As a software developer myself, in my early years I applied this rule most of the time, though, blinded by the great availability of “open source” projects, piece of codes, etc. Only later in my growth towards a more executive role, I learned the hard way that “open source” doesn’t always means “free to use”, with a lot degree of grief and blood.
How the code is distributed is not the point, with which license is distributed the code is.
One great example of this is when an open source product suddenly change license from one release to another: developers and even executives upgrade the library to the new version, without double checking if there’s compatibility between the license and code / component usage, that maybe switched to an hybrid commercial model.

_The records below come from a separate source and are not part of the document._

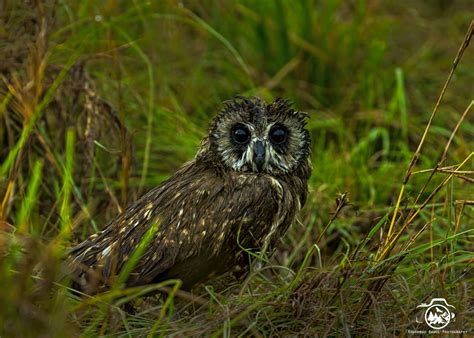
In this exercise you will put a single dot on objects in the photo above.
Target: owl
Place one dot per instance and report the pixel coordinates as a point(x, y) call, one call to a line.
point(234, 200)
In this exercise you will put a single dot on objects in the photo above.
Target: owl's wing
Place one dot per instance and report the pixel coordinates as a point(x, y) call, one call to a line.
point(196, 214)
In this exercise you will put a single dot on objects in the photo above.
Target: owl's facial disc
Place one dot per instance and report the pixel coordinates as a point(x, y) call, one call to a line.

But the best case of all was the great adoption of GPL license in my early development years, in the early 2000s. GPL was “the way to go” for having an impressive amount of code and libraries for free. Everybody was applying the TLDR rule, so almost nobody understood that GPL was in fact forcing you to adopt GPL also for YOUR work, exposing companies source code to everyone willing to see it. And don’t get me wrong, it was a totally legit and beautiful thing, given that it was (and still is) the explicit prime directive of the Free Software Foundation. The problem was for businesses, that slowly found this out and were forced to adopt (and pay for) different libraries, if any, or rewrite the code with a sometimes major effort in terms of budget. That also explain why the adoption of the pure GPL license has dropped so much during the years.
Image by Openssource.com
So please, do yourself a favour, and try to avoid TLDR. There’s a reason if someone took the time to write down an end user agreement, and you may be surprised of all the times that I found something weird or incompatible reading it. Speaking about library and software licenses, this is incredibly important because it can expose you and your company to legal cases it probably doesn’t want to incur.
If reading legal terms is not your piece of cake, you can help yourself using online sites that helps you find out the summary of what you can, what you can’t, and what you must do in order to be compliant. I personally use Software Licenses in Plain English when I don’t know / don’t remember do/dont’s/must of a specific license to focus on the key points (usage, code disclosure, rights) and dig into the details if needed.